Polynomial Forms

# Polynomial Forms

 Definition: Let $R$ be a ring. A polynomial $F \in R[x_1, x_2, ..., x_n]$ is said to be a Form of Degree $d$ if every term in $F$ is of degree $d$.

For example, the following polynomials are forms of degree $2$, $3$, and $4$ respectively:

(1)
\begin{align} \quad F(x, y, z) = x^2 + xy \quad , \quad G(x, y, z) = xyz + y^2z + z^3 \quad , \quad H(x, y, z) = x^4 + y^4 + z^4 \end{align}
 Definition: Let $R$ be an integral domain and let $F \in R[x_1, x_2, ..., x_n]$ be a form. The Dehomogenization of $F$ is a polynomial $F_* \in R[x_1, x_2, ..., x_{n-1}]$ defined by $F_*(x_1, x_2, ..., x_{n-1}) = F(x_1, x_2, ..., x_{n-1}, 1)$.

For example, if $F(x, y, z) = x^3 + xyz + y^2z$, then we dehomogenize $F$ to get:

(2)
\begin{align} \quad F_*(x, y, z) = F(x, y) = x^3 + xy + y^2 \end{align}

Note that $F_*$ is not a form in general.

 Definition: Let $R$ be an integral domain and let $F \in R[x_1, x_2, ..., x_n]$ be a polynomial of degree $d$ where we write $F = \sum_{k=0}^{d} F_k$ where each $F_k$ is the sum of all terms in $F$ of degree $k$ (so that each $F_k$ is a form of degree $k$). The Homogenization of $F$ is a polynomial $F^* \in R[x_1, x_2, ..., x_{n+1}$ defined by $F^*(x_1, x_2, ..., x_n, x_{n+1}) = \sum_{k=0}^{d} x_{n+1}^{d - k}F_k(x_1, x_2, ..., x_n)$.

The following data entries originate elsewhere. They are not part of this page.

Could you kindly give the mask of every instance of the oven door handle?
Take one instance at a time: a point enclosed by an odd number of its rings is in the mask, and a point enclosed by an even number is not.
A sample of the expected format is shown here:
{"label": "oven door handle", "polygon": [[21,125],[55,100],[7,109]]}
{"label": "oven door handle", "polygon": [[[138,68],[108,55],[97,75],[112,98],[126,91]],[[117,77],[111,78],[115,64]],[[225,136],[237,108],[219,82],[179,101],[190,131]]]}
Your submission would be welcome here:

For example, if $F(x, y, z) = x + y + xy + z^2 + xyz$, then:

(3)
\begin{align} \quad F_0(x, y, z) &= 0 \\ \quad F_1(x, y, z) &= x + y \\ \quad F_2(x, y, z) &= xy + z^2 \\ \quad F_3(x, y, z) &= xyz \end{align}

So we homogenize $F$ to get:

(4)
\begin{align} \quad F^*(x, y, z, w) = w^2F_1(x, y, z) + wF_2(x, y, z) + F_3(x, y, z) = w^2x + w^2y + wxy + wz^2 + xyz \end{align}

Note that if $F$ is a polynomial of degree $d$ then the homogenization $F^*$ is a form of degree $d$.